Gegen Neetze vermisste Philip Bähr noch das Abschlussglück. Mittlerweile hat er es gefunden.
Diese Rolle scheint dem 32-Jährigen auf den Leib geschneidert. "In ihr sehe ich mich auch noch ein bisschen", sagt Bähr, der einst als Mittelfeldspieler zu den "Moorteufeln" kam. Er bewegt sich clever, kann Bälle festmachen und weiterleiten. Mittlerweile hat er auch sein Abschlussglück, das er nach dem Neetze-Spiel noch vermisst hatte, gefunden. Bähr mag zwar nicht mehr der Schnellste sein, die Spieler mit Geschwindigkeit wirbeln nun um ihn herum und füttern ihn mit ihren Zuspielen. Sogar Justin Dähnenkamp, bester Torschütze und ebenfalls ein Kandidat für den Part im Zentrum, kommt über den Flügel.

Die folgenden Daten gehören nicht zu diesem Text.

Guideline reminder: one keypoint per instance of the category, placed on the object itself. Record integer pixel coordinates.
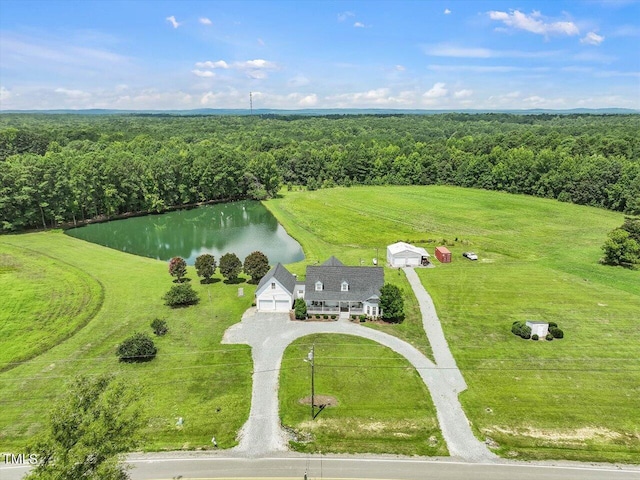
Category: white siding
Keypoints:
(270, 299)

Er, Jeremy da Rocha Nunes oder auch Kai Diesing mögen eher für Messi-Vergleiche taugen, doch der oft unscheinbarere Bähr kann dem Spiel des Spitzenreiters im Herbst seiner Laufbahn immer noch viel geben. Genau das ist das Ziel des 32-Jährigen, der sagt: "Solange ich keinen der jungen Spieler ausbremse, kann ich mir vorstellen weiterzuspielen." Für diese Einstellung und Reflektiertheit wird Bähr bei den "Moorteufeln" so geschätzt. Er hat den Teamgedanken verinnerlicht. "Ich bin da, wenn ich gebraucht werde. Darauf können sich alle verlassen", sagt er, "aber ich bin keiner, der jammert, wenn er mal zwei Wochen nicht spielt."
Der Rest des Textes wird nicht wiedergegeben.